In Germany, expenses for playing the lottery go by the name ‘idiot’s tax.’ There is no mathematical case for playing the lottery, yet many people treat playing the lottery like an investment.
Steven D Levitt and Stephen J Dubner describe in their book ‘Think Like a Freak‘ that nearly 40 percent of low-income adults in the US think of the lottery as their best chance ever to acquire a large sum of money. As a result, low earners spend a much larger share of their salary on the lottery than high-income earners.
It is hard to overlook the tragedy: People who feel they do not have enough money spend their scarce pennies on a lousy investment they cannot control. It is not only tragic because the probabilities do not add up, but also because lotteries are highly regulated state enterprises: On average, only 60 percent of the paid funds go into prize money. The rest is operations and tax for the government.
Imagine yourself buying an investment fund that cuts off 40 percent of your money as a transaction fee even before the game begins. Ridiculous?
Why You Should Not Play the Lottery Runs Deeper than Poor Probabilities
Let’s assume for a moment you are making about 5000 USD per month. Life is okay. You can pay your bills, get a mortgage, even have a family, and enjoy holidays. But unless something significant happens, you will not get rich as in having multiple millions at your disposal. So you decide to ‘invest’ 300 USD per year into playing the lottery. Every weekend you enjoy the intoxicating excitement of perhaps striking that goldmine beaming you into another financial dimension.
Years later, you may calculate how your ‘investments’ might have done in the stock market or any alternative investment offering limited but straightforward returns. In comparison, you’d be looking at a sizable amount of cash, not too much harm done, really. Or so one may reason.
The real harm happens on the attitudinal and habitual level of how you live. If you take charge of your life and choose prosperity, you will have to pay the price of practice, failure, and persistence to achieve your goal.
Life does not offer continuous free rides. The only real, balanced, and fulfilling path to a prosperous and happy life is achieving mastery in what you set out to do.
Playing the lottery is diverting your energy and hoping there was a loophole in life. You will almost certainly end up disappointed.
In the Very Unlikely Case of Winning the Lottery, an Irony of Life Awaits
Lottery winners often do not acquire lasting happiness. The mind adapts to our base level of felt satisfaction within weeks, and the initial joy fades quickly as inherited life challenges persist. Let alone many lottery winners can’t handle the sudden abundance of money and are likely to squander their funds.
Wealth and happiness stay with you when you have achieved them systematically, not when chance hits you.

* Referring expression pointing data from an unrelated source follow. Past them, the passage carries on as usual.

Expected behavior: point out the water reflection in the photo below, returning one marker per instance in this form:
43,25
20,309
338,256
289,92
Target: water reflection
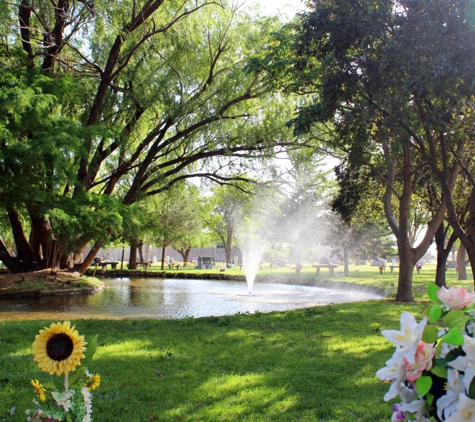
175,298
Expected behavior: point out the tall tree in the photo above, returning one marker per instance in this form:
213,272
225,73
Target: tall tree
228,205
103,103
395,80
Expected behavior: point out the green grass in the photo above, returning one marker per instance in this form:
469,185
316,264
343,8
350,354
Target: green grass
315,364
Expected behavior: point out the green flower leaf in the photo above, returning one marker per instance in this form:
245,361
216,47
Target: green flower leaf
432,290
435,313
439,371
454,336
430,334
423,385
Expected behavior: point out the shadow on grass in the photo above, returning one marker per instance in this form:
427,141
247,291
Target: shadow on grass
313,364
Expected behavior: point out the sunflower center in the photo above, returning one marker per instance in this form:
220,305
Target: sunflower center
59,347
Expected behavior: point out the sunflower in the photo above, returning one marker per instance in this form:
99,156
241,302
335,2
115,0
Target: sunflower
39,389
93,382
59,348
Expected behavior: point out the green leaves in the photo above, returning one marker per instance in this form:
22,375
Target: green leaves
454,337
456,319
423,385
432,290
430,334
434,312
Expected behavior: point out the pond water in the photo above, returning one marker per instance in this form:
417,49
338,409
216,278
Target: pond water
175,299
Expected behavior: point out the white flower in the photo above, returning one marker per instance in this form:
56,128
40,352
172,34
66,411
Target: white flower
466,363
408,337
465,410
448,402
446,348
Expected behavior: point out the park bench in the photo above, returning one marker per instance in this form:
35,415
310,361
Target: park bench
104,264
331,267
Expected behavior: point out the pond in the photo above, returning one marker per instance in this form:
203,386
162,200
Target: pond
160,298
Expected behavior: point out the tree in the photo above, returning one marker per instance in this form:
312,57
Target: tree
228,204
104,103
394,79
175,218
302,207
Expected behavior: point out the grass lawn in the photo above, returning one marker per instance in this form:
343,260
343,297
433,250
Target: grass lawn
315,364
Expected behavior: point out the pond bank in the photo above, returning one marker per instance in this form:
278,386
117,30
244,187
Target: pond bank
274,279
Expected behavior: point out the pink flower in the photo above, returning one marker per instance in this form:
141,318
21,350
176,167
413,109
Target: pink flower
422,361
455,298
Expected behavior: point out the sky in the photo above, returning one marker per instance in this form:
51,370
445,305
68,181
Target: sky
272,7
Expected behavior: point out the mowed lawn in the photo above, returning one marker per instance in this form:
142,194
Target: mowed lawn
315,364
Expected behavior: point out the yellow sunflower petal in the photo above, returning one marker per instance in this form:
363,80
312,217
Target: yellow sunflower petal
59,348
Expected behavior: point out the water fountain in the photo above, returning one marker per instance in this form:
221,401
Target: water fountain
252,248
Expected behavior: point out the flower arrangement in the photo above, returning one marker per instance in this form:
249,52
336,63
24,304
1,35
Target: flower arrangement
58,350
433,368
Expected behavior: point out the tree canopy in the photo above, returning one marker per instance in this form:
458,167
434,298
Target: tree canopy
103,103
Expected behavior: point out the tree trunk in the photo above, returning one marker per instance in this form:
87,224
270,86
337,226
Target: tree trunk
443,252
90,257
163,257
461,263
185,254
346,259
147,253
140,250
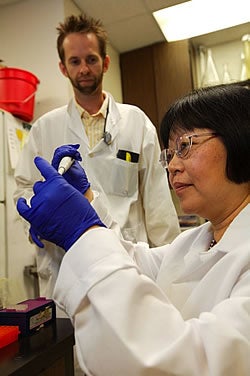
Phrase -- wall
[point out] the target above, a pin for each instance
(228, 53)
(28, 41)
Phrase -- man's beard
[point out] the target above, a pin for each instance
(87, 90)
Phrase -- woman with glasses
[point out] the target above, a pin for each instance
(181, 309)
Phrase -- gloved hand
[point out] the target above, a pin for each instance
(75, 175)
(57, 212)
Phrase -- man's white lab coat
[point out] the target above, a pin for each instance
(173, 310)
(135, 192)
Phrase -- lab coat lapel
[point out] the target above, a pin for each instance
(75, 123)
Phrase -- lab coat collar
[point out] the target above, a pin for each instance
(112, 125)
(230, 240)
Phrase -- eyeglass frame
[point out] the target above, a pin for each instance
(169, 151)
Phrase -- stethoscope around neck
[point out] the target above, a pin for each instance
(107, 137)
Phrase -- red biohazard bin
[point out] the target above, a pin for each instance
(8, 334)
(17, 92)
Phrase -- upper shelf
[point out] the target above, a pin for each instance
(222, 36)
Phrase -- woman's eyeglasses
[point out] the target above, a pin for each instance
(183, 146)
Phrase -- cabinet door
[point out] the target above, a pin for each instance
(138, 80)
(154, 76)
(173, 77)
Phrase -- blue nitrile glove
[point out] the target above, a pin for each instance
(58, 212)
(76, 175)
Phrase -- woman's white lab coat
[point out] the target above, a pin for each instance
(135, 192)
(174, 310)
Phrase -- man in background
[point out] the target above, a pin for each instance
(118, 144)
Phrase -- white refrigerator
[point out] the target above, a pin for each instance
(18, 279)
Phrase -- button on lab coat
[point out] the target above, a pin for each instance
(174, 310)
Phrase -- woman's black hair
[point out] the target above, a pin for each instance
(225, 109)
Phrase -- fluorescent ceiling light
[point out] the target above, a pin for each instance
(197, 17)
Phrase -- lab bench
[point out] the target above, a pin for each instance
(48, 352)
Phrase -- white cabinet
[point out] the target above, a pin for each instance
(15, 250)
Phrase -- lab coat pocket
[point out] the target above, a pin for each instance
(124, 178)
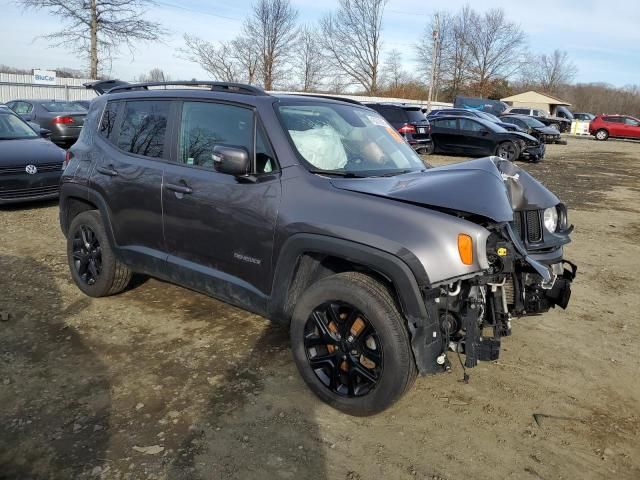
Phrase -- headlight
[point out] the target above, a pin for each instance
(551, 219)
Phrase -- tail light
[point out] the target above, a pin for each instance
(63, 120)
(407, 128)
(67, 158)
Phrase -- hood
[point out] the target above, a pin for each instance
(547, 130)
(490, 187)
(29, 151)
(525, 136)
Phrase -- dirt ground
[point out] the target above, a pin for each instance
(164, 383)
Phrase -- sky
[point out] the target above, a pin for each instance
(601, 37)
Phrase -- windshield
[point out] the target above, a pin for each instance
(415, 115)
(63, 107)
(532, 122)
(347, 140)
(489, 116)
(11, 128)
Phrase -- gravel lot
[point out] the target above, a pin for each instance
(161, 382)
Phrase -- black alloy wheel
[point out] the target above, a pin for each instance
(87, 254)
(508, 151)
(343, 349)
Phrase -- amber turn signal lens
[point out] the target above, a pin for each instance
(465, 248)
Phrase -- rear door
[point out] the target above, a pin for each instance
(219, 229)
(631, 127)
(130, 155)
(615, 126)
(475, 138)
(445, 134)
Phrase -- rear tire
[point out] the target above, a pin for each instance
(508, 150)
(94, 267)
(602, 135)
(360, 371)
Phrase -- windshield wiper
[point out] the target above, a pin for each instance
(338, 173)
(397, 172)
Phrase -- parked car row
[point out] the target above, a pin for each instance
(30, 164)
(324, 219)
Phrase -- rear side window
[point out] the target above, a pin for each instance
(450, 123)
(205, 125)
(21, 108)
(143, 129)
(394, 114)
(415, 115)
(58, 107)
(108, 121)
(470, 125)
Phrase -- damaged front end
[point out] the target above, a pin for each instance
(527, 274)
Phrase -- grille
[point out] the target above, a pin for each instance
(43, 167)
(528, 225)
(28, 192)
(534, 227)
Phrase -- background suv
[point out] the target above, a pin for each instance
(409, 121)
(477, 137)
(562, 124)
(315, 213)
(64, 119)
(614, 126)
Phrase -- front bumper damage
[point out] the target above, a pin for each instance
(474, 314)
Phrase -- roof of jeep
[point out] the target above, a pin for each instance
(230, 96)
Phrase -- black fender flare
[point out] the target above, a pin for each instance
(421, 315)
(86, 194)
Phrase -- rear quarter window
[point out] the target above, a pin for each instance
(143, 128)
(108, 121)
(394, 114)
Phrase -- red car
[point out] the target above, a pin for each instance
(614, 126)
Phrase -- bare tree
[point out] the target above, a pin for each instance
(392, 72)
(95, 29)
(154, 75)
(496, 48)
(247, 57)
(272, 25)
(452, 58)
(550, 72)
(217, 61)
(233, 61)
(352, 38)
(311, 62)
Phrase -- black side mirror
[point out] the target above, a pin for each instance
(231, 160)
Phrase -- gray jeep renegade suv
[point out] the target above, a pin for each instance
(316, 213)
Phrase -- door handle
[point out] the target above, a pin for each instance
(178, 188)
(110, 171)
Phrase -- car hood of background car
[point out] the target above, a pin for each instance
(29, 151)
(548, 130)
(525, 136)
(490, 187)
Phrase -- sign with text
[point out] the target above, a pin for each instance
(44, 77)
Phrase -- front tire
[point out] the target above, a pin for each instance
(508, 150)
(94, 267)
(602, 135)
(351, 344)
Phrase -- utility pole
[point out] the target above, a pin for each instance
(434, 55)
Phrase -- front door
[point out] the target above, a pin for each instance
(128, 166)
(475, 137)
(219, 228)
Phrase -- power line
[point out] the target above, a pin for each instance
(194, 10)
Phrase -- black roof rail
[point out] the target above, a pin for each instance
(214, 86)
(330, 97)
(103, 86)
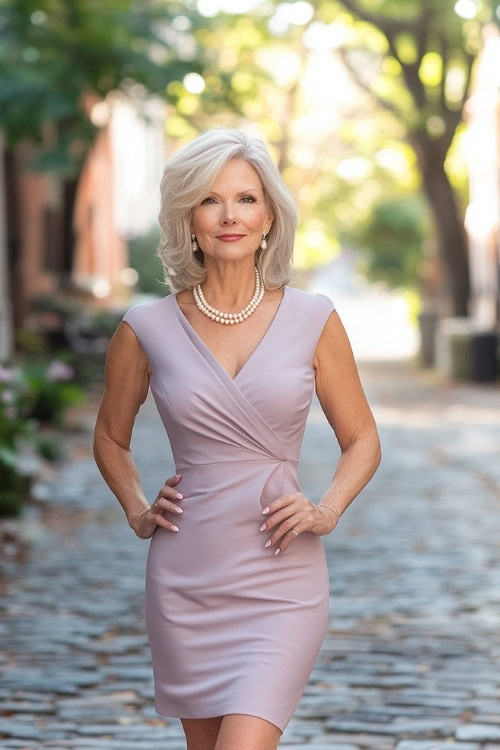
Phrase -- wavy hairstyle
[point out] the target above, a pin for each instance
(189, 175)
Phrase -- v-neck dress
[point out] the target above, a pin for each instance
(232, 627)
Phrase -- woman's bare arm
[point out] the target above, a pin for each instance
(345, 406)
(127, 374)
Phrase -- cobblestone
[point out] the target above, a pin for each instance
(411, 659)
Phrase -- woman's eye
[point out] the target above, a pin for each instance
(245, 198)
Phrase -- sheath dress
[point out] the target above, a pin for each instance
(232, 627)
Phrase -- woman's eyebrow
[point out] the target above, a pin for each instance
(241, 192)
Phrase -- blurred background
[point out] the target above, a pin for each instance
(384, 119)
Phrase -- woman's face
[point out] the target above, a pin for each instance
(235, 206)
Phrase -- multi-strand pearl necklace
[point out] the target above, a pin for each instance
(230, 318)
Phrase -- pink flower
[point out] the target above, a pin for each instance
(59, 370)
(5, 374)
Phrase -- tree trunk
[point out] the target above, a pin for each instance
(450, 230)
(70, 186)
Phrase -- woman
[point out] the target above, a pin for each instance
(237, 593)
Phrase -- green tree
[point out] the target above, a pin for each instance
(417, 66)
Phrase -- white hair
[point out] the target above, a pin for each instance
(189, 175)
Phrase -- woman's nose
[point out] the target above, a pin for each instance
(228, 214)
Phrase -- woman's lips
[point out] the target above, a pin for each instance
(230, 237)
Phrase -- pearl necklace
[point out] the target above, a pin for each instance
(230, 318)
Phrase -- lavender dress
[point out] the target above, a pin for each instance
(232, 627)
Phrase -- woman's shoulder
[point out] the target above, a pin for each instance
(144, 309)
(316, 301)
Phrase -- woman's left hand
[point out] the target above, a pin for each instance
(295, 511)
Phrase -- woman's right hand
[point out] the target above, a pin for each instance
(144, 522)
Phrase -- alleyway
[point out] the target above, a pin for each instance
(412, 657)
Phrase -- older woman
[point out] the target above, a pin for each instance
(237, 586)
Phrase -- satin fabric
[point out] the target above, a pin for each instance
(232, 627)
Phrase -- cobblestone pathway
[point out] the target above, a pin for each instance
(411, 660)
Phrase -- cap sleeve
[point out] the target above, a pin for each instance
(127, 376)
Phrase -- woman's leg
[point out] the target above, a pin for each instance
(247, 732)
(201, 734)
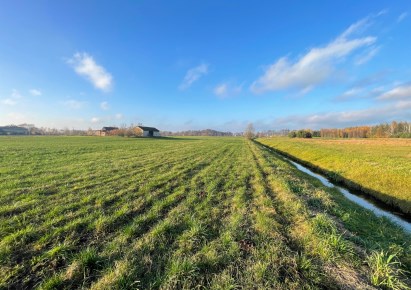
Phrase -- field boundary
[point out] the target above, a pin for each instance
(390, 201)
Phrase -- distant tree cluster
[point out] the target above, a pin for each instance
(206, 132)
(385, 130)
(126, 131)
(306, 133)
(33, 130)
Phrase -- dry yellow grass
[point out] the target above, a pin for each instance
(380, 167)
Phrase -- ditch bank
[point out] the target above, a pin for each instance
(349, 189)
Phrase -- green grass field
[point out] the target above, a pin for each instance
(380, 167)
(183, 213)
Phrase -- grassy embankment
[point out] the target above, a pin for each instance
(221, 213)
(380, 167)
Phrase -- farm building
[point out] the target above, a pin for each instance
(105, 131)
(149, 131)
(13, 130)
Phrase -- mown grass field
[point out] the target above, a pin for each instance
(380, 167)
(183, 213)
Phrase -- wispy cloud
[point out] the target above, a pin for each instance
(399, 92)
(316, 65)
(35, 92)
(107, 118)
(74, 104)
(402, 16)
(95, 120)
(398, 110)
(12, 99)
(104, 106)
(226, 89)
(368, 55)
(85, 65)
(193, 75)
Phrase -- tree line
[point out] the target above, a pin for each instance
(385, 130)
(206, 132)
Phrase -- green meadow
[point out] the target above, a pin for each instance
(182, 213)
(379, 167)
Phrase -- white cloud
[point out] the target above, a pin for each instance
(16, 117)
(193, 75)
(74, 104)
(35, 92)
(104, 106)
(9, 102)
(315, 66)
(399, 110)
(399, 92)
(225, 90)
(95, 120)
(402, 17)
(13, 99)
(84, 65)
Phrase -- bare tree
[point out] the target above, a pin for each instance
(249, 131)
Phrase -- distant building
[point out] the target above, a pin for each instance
(13, 130)
(105, 131)
(149, 131)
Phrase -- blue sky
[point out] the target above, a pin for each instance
(180, 65)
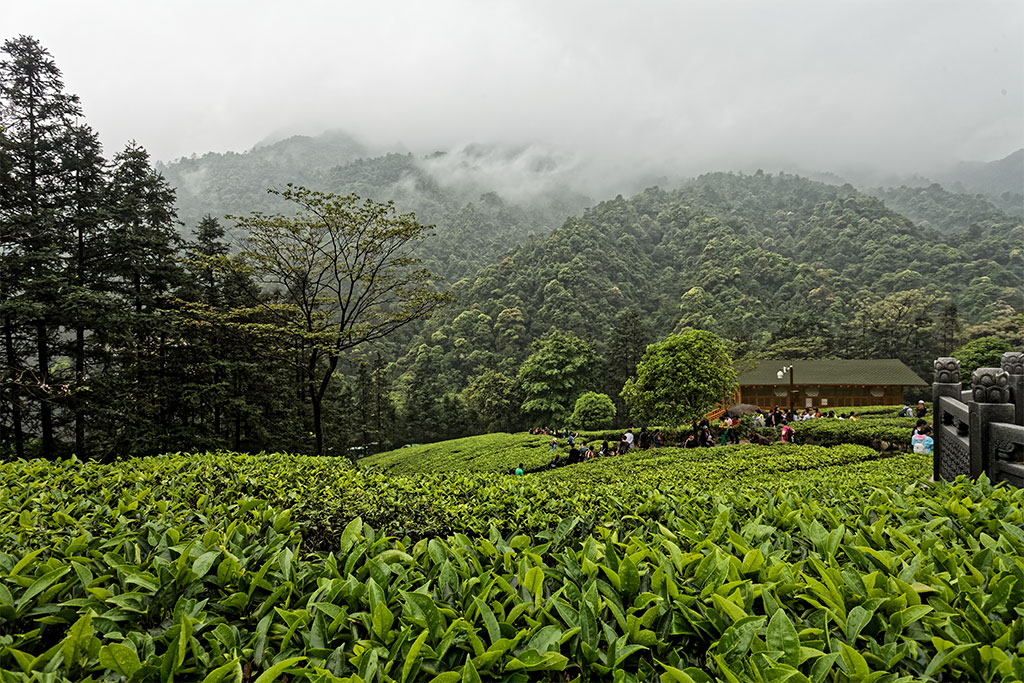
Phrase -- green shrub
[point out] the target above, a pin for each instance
(201, 567)
(593, 411)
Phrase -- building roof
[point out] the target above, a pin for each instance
(869, 372)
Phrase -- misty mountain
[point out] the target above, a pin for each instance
(778, 264)
(937, 208)
(481, 200)
(991, 178)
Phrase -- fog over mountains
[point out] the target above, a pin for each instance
(633, 90)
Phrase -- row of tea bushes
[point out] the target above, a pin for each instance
(164, 569)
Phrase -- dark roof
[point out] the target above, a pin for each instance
(884, 372)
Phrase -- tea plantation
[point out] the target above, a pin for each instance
(434, 563)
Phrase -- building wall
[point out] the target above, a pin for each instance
(825, 396)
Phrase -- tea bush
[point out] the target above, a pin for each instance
(796, 563)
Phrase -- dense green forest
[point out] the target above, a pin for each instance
(779, 265)
(132, 323)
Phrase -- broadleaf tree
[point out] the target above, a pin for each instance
(554, 376)
(681, 379)
(593, 411)
(344, 275)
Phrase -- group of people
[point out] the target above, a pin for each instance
(728, 429)
(580, 451)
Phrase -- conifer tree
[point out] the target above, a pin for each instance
(36, 115)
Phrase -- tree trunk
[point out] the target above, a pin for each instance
(45, 409)
(79, 381)
(238, 415)
(14, 384)
(316, 392)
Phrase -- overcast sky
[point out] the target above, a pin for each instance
(716, 84)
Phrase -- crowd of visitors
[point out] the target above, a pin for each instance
(724, 431)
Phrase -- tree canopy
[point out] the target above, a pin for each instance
(681, 379)
(343, 275)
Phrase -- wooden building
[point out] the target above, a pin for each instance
(826, 384)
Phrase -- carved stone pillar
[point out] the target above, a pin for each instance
(1013, 364)
(990, 402)
(946, 384)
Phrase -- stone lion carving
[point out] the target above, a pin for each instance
(1013, 363)
(990, 385)
(947, 371)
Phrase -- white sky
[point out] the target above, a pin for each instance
(899, 84)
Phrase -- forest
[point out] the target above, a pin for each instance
(134, 321)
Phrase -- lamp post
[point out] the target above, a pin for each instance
(780, 374)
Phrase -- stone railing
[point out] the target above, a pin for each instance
(981, 429)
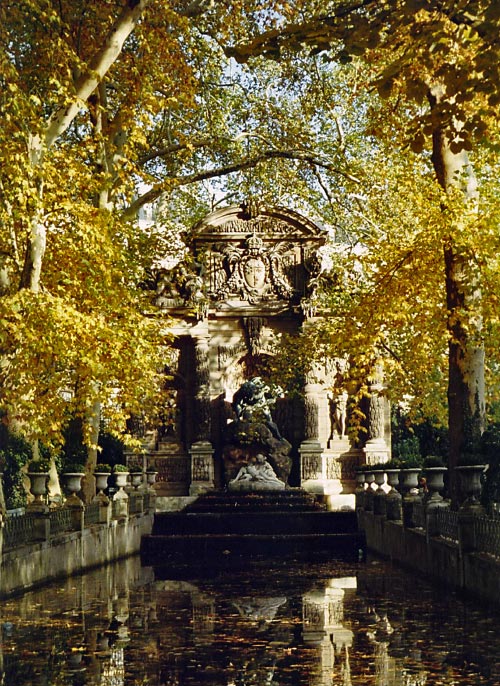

While life is a game, it does not mean that you should play with the odds against you. Playing by the rules is achieving prosperity through effort that transforms you into a new person. And then you realize that money is never an end, but always a means. And what you genuinely enjoy is not the money, but that you are the person capable of achieving wealth and what it enables you to do. You are in control.
What makes you feel in control is an achievement. And knowing that you can achieve again, even if you temporarily fail or fate turns against you. The adventure is growing beyond yourself while you explore life.
T Harv Eker summarizes this poignantly in his ‘Secrets of the Millionaire Mind: Mastering the Inner Game of Wealth’ – ‘Poor people play the lottery, rich people make their own fate.
So, that’s why you should not play the lottery if you choose to live switched on and make your own fate.
And if you play the lottery despite all? Ah well, then you know you can cut it out when you are ready to fully focus on making your fate on your terms.